We analyzed urine samples by liquid chromatography-tandem mass spectrometry and compared the urinary BA profile between patients with hepatobiliary diseases vs healthy controls by statistical analysis (independent sample-t-test, Mann-Whitney test, Mixed effects models, by pairwise comparisons using Bonferroni’s adjustment, receiver operating characteristic curve analyses, Univariate and multivariate logistic regression analysis).

Research results

The results of this study demonstrated that total and all individual BA increased in patients with 11 different cholestatic diseases. However, the high inter-individual variability of BA absolute concentrations makes most of them statistically insignificant and prevent their utilization as diagnostic markers.

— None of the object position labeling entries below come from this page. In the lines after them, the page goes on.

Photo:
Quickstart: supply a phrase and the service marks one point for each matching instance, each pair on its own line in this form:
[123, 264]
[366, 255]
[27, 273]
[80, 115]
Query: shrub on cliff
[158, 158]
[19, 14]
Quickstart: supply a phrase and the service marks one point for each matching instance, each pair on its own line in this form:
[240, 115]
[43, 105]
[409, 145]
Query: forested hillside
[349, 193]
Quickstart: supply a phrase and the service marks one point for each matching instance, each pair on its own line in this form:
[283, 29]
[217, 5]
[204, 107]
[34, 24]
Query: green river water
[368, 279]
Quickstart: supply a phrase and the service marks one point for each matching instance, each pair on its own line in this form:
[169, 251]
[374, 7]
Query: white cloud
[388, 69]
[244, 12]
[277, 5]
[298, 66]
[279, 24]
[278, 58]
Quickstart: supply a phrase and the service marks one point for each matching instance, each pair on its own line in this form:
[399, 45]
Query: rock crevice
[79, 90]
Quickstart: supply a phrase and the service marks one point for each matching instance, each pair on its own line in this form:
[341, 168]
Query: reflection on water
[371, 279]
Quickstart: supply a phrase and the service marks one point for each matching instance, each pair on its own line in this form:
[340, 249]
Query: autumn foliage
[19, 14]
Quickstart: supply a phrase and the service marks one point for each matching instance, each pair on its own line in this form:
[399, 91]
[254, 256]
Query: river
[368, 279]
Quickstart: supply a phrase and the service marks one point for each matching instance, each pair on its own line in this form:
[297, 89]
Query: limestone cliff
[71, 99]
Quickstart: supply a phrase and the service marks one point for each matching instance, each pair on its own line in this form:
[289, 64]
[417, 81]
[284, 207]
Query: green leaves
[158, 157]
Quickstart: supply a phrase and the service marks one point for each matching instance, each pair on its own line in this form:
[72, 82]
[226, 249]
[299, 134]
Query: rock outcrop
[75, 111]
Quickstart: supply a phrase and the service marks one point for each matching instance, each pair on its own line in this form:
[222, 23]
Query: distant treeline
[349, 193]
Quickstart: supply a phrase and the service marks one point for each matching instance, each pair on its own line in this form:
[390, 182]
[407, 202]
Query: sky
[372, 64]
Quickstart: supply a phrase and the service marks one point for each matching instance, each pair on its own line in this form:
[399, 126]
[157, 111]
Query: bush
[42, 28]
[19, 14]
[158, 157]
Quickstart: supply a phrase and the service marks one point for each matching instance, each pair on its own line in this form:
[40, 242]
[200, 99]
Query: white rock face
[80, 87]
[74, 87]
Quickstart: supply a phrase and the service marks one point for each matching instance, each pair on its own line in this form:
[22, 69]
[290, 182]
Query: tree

In contrast, BA indices had much lower inter- and intra-individual variability, which allowed their use as diagnostic and prognostic markers for liver diseases. Furthermore, we have shown that several BA indices outperformed non-BA markers, currently used in the clinic, as diagnostic markers to differentiate our patient pool as well as individual cholestatic diseases against healthy controls.

Research conclusions

BA indices demonstrated high area under the receiver operating characteristic curves, and changes of BA indices were associated with the risk of having a liver disease as determined by the logistic regression analysis, which demonstrated their use as diagnostic biomarkers for cholestatic liver diseases.

Research perspectives

We have developed survival models based on BA indices to predict the prognosis of hepatobiliary diseases which is illustrated in the second paper of this series.